The Little Boy prototype was used on the Hiroshima raid of August 6, 1945, and was in fact its test detonation. It worked, but no other bombs of this design were made. The plutonium prototype, detonated in the Trinity test of July 16, already had bomb casings being produced around the footprint of the warhead. These so-called pumpkin bombs were used in the training that Sweeney, who called them fat men, described above.
A key point is that there were only two atomic bombs available to the 509th when it flew the Hiroshima and Nagasaki missions: the Little Boy prototype and the first production Fat Man.
My crew was the only one that was on both missions. The 6th was Hiroshima. I flew the wing for Tibbets. We had three sets of instruments and three scientists—civilian scientists. We got no flak at Hiroshima. We had perfect weather and everything went perfectly, just as if it was a walk in the park.

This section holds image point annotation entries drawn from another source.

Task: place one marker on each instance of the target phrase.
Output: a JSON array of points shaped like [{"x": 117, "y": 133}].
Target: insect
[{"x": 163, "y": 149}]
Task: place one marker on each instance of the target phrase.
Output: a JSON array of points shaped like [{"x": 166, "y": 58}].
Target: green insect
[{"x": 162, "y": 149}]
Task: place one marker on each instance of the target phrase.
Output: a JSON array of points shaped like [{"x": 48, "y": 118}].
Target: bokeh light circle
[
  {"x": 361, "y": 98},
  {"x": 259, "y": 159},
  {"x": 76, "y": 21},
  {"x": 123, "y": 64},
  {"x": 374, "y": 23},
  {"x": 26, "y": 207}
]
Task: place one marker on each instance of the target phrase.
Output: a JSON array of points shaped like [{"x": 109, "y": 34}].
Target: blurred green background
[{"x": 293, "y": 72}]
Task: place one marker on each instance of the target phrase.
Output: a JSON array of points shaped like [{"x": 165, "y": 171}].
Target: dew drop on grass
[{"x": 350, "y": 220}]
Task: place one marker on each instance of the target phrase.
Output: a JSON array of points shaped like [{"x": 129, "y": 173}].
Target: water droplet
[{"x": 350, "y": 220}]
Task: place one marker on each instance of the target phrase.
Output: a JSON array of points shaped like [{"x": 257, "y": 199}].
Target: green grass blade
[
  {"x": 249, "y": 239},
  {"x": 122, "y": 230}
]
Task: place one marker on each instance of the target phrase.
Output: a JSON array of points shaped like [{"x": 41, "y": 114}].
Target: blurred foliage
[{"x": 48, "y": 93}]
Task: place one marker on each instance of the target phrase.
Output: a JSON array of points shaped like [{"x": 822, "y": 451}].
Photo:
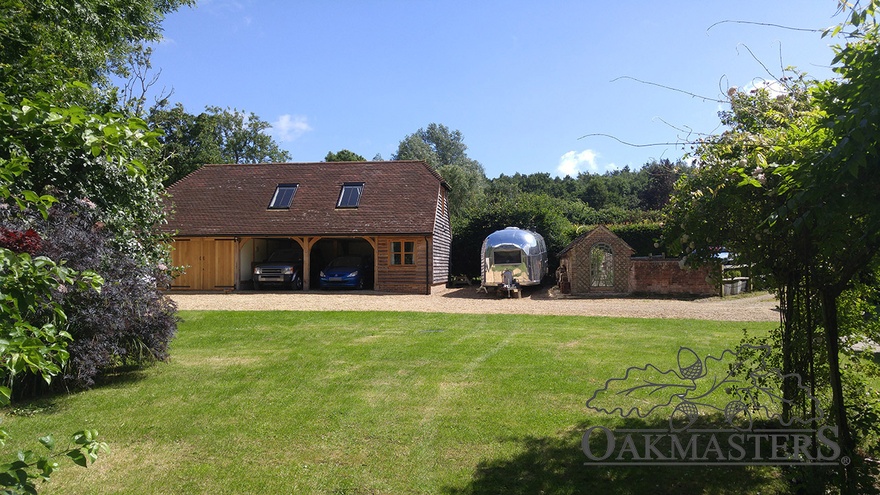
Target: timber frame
[{"x": 223, "y": 225}]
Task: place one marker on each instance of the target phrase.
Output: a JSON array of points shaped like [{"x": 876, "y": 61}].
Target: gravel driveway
[{"x": 759, "y": 307}]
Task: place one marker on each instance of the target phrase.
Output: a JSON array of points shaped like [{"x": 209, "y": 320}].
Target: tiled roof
[
  {"x": 599, "y": 229},
  {"x": 399, "y": 197}
]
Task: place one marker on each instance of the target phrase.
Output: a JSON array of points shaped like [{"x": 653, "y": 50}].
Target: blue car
[{"x": 351, "y": 272}]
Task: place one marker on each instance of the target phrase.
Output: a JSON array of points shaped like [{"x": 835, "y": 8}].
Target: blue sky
[{"x": 522, "y": 80}]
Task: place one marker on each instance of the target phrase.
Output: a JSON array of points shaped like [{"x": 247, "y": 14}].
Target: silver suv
[{"x": 284, "y": 268}]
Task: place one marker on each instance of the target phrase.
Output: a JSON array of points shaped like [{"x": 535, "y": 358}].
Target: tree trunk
[{"x": 832, "y": 337}]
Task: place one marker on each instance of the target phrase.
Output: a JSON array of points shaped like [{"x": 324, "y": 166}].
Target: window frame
[
  {"x": 401, "y": 254},
  {"x": 347, "y": 186},
  {"x": 273, "y": 203}
]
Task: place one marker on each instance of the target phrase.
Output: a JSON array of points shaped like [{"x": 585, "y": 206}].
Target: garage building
[{"x": 227, "y": 218}]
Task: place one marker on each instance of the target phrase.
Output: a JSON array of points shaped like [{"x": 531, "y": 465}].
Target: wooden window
[
  {"x": 601, "y": 266},
  {"x": 350, "y": 195},
  {"x": 283, "y": 196},
  {"x": 403, "y": 252}
]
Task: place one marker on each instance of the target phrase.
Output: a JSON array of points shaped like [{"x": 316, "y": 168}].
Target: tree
[
  {"x": 45, "y": 43},
  {"x": 791, "y": 188},
  {"x": 213, "y": 136},
  {"x": 343, "y": 156},
  {"x": 446, "y": 153},
  {"x": 187, "y": 142},
  {"x": 242, "y": 139},
  {"x": 662, "y": 176}
]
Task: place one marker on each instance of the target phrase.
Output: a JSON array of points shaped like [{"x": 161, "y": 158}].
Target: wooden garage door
[{"x": 209, "y": 264}]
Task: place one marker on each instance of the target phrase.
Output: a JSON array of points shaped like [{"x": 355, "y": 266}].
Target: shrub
[{"x": 129, "y": 322}]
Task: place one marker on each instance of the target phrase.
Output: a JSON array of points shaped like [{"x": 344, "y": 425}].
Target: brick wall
[{"x": 665, "y": 276}]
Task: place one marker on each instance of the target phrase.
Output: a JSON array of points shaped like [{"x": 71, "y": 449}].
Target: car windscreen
[
  {"x": 289, "y": 256},
  {"x": 346, "y": 261}
]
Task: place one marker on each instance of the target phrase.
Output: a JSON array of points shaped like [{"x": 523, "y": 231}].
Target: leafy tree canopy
[
  {"x": 445, "y": 152},
  {"x": 343, "y": 155},
  {"x": 213, "y": 136}
]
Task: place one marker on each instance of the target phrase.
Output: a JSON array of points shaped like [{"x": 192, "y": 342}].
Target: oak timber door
[{"x": 208, "y": 264}]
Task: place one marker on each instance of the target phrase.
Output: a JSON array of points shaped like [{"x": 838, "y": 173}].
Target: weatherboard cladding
[{"x": 399, "y": 197}]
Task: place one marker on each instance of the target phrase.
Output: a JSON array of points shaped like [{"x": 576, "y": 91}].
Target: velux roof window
[
  {"x": 350, "y": 196},
  {"x": 283, "y": 196}
]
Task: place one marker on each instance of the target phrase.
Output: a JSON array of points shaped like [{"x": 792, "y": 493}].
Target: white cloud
[
  {"x": 290, "y": 127},
  {"x": 774, "y": 88},
  {"x": 574, "y": 162}
]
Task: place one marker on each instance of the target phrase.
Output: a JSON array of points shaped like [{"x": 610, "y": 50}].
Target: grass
[{"x": 375, "y": 403}]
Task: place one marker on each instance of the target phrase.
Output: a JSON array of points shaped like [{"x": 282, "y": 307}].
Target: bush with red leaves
[{"x": 27, "y": 241}]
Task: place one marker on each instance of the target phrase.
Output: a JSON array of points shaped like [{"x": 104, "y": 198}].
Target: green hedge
[{"x": 640, "y": 236}]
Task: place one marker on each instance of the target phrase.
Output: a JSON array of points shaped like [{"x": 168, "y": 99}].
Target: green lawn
[{"x": 375, "y": 403}]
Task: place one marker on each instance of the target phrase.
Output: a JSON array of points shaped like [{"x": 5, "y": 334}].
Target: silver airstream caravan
[{"x": 513, "y": 258}]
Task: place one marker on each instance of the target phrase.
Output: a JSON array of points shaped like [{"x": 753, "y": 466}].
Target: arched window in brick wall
[{"x": 601, "y": 266}]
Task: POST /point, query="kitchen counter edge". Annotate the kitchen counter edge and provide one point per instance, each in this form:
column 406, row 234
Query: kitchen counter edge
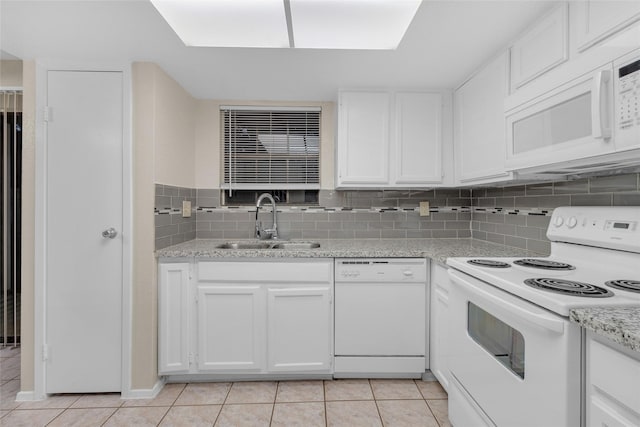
column 436, row 249
column 618, row 324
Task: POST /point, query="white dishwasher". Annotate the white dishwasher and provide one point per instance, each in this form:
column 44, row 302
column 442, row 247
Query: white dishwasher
column 380, row 317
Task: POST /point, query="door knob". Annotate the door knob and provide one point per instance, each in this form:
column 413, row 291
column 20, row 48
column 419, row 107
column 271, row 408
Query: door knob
column 109, row 233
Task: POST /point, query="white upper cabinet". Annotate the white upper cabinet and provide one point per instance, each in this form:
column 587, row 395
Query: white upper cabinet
column 540, row 49
column 594, row 21
column 363, row 138
column 418, row 146
column 389, row 140
column 479, row 125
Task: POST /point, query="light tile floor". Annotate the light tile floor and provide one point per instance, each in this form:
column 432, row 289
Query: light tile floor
column 266, row 403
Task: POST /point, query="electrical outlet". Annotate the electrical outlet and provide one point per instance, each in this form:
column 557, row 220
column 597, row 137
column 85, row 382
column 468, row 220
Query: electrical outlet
column 186, row 209
column 424, row 208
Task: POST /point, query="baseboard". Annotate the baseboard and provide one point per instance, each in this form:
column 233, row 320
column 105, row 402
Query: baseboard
column 144, row 393
column 26, row 396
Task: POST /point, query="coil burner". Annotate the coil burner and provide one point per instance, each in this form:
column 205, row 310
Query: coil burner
column 569, row 287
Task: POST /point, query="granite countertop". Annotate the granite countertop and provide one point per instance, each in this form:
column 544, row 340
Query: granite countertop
column 619, row 324
column 437, row 249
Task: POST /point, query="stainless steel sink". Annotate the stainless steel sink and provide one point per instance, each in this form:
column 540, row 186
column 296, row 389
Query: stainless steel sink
column 296, row 245
column 269, row 245
column 245, row 245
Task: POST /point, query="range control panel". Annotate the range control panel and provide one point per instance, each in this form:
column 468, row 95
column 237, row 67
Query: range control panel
column 607, row 227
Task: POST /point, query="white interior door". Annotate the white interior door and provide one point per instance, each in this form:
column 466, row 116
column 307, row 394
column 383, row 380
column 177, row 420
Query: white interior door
column 84, row 137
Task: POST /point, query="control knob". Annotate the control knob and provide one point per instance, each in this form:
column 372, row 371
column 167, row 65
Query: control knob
column 558, row 221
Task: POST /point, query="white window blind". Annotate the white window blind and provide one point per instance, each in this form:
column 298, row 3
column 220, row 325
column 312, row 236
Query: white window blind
column 270, row 148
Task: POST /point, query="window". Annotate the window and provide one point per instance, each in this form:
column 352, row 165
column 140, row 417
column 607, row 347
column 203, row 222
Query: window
column 270, row 148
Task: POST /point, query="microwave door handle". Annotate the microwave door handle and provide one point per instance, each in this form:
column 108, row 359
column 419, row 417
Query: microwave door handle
column 540, row 320
column 600, row 96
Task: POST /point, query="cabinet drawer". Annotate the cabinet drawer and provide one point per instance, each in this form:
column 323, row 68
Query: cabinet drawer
column 615, row 373
column 291, row 271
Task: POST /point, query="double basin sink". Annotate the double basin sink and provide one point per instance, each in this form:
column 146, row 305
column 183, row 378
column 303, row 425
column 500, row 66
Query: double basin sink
column 269, row 245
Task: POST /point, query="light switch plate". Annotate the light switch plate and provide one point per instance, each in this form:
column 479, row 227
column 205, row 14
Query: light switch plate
column 186, row 209
column 424, row 208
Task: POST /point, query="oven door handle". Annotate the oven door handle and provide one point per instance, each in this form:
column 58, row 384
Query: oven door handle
column 547, row 322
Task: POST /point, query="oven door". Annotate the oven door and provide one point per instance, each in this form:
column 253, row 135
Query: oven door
column 517, row 363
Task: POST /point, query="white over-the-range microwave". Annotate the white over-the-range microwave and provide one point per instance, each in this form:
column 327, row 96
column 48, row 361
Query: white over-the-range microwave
column 590, row 123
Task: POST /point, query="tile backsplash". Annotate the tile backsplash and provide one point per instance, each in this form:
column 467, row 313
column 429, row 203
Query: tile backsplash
column 519, row 215
column 171, row 227
column 514, row 216
column 343, row 215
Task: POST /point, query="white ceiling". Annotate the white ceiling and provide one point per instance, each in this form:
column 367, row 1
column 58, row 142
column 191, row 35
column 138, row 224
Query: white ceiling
column 447, row 40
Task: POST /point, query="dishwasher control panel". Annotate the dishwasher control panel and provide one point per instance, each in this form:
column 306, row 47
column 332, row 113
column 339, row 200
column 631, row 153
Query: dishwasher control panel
column 380, row 270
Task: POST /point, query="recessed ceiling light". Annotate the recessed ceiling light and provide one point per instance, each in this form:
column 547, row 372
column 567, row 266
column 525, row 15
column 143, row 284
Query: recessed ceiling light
column 226, row 23
column 351, row 24
column 314, row 24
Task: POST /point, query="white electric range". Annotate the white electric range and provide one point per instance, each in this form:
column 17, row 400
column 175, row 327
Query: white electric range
column 515, row 356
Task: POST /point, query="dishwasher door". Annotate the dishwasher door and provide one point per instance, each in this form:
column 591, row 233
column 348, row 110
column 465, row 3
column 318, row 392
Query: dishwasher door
column 380, row 316
column 380, row 319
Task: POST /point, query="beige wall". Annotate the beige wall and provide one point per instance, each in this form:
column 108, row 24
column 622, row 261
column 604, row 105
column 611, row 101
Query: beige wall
column 174, row 132
column 207, row 140
column 163, row 152
column 10, row 73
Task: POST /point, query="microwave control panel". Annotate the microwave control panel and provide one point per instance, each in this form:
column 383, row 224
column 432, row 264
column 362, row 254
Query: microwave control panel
column 629, row 95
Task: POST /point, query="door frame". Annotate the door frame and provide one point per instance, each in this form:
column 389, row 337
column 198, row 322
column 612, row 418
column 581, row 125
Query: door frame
column 40, row 285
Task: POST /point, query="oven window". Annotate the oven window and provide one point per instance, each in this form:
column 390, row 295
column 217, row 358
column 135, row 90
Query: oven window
column 499, row 339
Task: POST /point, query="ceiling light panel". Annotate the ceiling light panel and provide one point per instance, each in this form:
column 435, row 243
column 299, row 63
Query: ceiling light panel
column 351, row 24
column 226, row 23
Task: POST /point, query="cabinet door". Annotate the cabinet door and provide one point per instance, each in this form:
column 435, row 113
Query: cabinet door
column 299, row 328
column 418, row 138
column 480, row 137
column 439, row 340
column 593, row 21
column 363, row 138
column 231, row 328
column 542, row 48
column 173, row 318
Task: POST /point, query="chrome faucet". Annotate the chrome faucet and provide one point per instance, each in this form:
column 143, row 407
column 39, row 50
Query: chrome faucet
column 269, row 233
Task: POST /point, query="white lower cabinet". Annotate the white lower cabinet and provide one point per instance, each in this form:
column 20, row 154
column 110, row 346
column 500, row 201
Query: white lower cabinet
column 246, row 317
column 439, row 337
column 173, row 318
column 299, row 328
column 613, row 375
column 231, row 327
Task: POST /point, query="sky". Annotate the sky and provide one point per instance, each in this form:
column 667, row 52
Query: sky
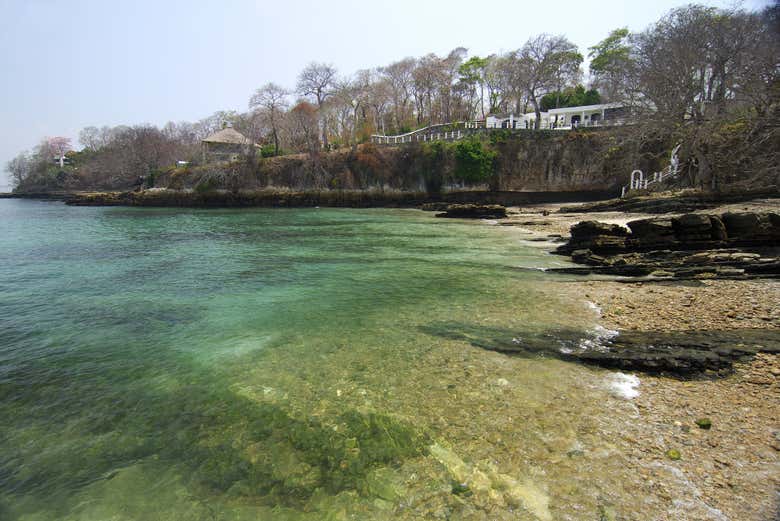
column 68, row 64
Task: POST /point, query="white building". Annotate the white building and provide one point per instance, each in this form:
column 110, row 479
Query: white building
column 564, row 118
column 587, row 116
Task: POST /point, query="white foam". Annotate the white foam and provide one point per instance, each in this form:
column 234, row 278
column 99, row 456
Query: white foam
column 624, row 385
column 595, row 307
column 596, row 337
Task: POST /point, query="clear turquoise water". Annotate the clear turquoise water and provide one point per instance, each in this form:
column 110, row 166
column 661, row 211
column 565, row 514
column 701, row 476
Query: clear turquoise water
column 281, row 364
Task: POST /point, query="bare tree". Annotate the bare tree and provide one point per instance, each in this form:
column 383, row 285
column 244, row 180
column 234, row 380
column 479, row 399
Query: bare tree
column 399, row 80
column 317, row 81
column 273, row 99
column 547, row 62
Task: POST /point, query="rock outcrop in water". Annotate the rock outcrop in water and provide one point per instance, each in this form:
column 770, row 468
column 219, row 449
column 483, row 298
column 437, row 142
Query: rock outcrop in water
column 474, row 211
column 691, row 245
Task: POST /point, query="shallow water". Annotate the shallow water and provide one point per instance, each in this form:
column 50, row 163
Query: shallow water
column 291, row 364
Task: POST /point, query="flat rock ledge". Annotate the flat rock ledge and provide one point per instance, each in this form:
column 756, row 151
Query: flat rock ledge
column 683, row 354
column 473, row 211
column 731, row 245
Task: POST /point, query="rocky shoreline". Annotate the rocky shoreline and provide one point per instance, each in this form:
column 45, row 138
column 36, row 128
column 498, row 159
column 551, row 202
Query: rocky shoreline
column 733, row 465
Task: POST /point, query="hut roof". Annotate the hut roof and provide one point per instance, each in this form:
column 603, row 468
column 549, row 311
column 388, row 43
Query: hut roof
column 228, row 135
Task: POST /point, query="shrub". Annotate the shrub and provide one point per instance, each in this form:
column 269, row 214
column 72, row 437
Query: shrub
column 473, row 162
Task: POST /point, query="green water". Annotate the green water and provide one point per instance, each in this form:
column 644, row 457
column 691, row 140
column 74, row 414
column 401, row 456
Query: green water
column 288, row 364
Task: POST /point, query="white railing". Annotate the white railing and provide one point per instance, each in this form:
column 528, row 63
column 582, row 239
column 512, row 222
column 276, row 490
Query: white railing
column 638, row 181
column 422, row 135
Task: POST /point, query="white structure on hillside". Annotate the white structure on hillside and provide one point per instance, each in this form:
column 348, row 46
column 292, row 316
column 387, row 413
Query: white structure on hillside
column 564, row 118
column 587, row 116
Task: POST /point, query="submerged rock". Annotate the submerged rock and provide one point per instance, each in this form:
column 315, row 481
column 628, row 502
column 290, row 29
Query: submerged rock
column 663, row 246
column 474, row 211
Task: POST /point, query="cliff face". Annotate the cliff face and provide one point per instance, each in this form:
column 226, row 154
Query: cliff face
column 532, row 161
column 563, row 161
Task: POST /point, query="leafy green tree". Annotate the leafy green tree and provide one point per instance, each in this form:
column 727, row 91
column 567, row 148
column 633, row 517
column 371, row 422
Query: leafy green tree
column 570, row 97
column 472, row 74
column 473, row 161
column 611, row 63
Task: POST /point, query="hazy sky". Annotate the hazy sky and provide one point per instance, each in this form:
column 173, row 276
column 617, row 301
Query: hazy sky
column 67, row 64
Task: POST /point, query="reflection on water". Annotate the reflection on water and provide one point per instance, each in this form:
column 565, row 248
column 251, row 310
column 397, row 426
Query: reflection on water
column 291, row 364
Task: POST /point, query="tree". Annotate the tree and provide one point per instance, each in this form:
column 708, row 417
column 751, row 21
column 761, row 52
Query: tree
column 473, row 162
column 472, row 75
column 317, row 81
column 273, row 100
column 570, row 97
column 548, row 63
column 399, row 78
column 20, row 168
column 611, row 64
column 57, row 147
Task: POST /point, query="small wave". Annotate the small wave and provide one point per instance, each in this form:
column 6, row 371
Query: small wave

Then we went up on the 9th [the day of the Nagasaki bombing] with the weapon with the primary target of Kokura. I had a suspicion when Tibbets assigned me to go as number two guy, carrying the instruments and flying in formation with him on Hiroshima. That night he came to me and he said to me, we’re going to go on the 9th. He said, the idea is to give the Japanese the one-two punch and make them think we had more of these coming on immediately. I knew we only had two. But we wanted the Japanese to think we had them coming, coming and coming.
(Sweeney provides a harrowing narrative of the Nagasaki mission that explains how that city became the target over the primary target, Kokura.)
One of the conceits in the movie is that Oppenheimer envisions forces and ramifications while he is having conversations. Walls vibrate, lights flare, massed feet stomp ominously in unison. In a denouement to the atomic bomb storyline, Oppenheimer addresses a hall of cheering Los Alamos workers consumed by patriotic fervor after the success of the atomic bomb drops. While trying to thank them in a suitably triumphant tone, he has visions of people with skin flaking off their faces, bodies turned to charred husks and otherwise suffering atomic bomb effects.
There is a scene late in the movie where Oppenheimer meets President Truman in the Oval Office after the war. The scientist confesses that he feels like he has blood on his hands. A disdainful Truman, as played by Gary Oldman, pulls out a handkerchief and mockingly offers it. “You think anyone in Hiroshima or Nagasaki gives a shit who built the bomb?” he says. “You didn’t drop the bomb, I did.”
If Truman bore ultimate responsibility for authorizing use of the atomic bombs, Sweeney and his crew physically dropped one on people. When we finished our coffee after lunch and I turned off the recorder, I asked him if he was ever bothered by what he had done. Sweeney told me he had never lost a night’s sleep.
Other than the sorrow he felt for his friends and countrymen killed in the war, Sweeney was matter-of-fact about his role in the atomic bombing of Japan. Rather than vengeance, he was motivated by the challenge of mastering not only a new aircraft but one that was being modified to serve a historic purpose. As far as he was concerned, he helped end the war.
If J. Robert Oppenheimer worried about what would happen if he succeeded, Maj. Charles Sweeney worried about what would happen if he failed.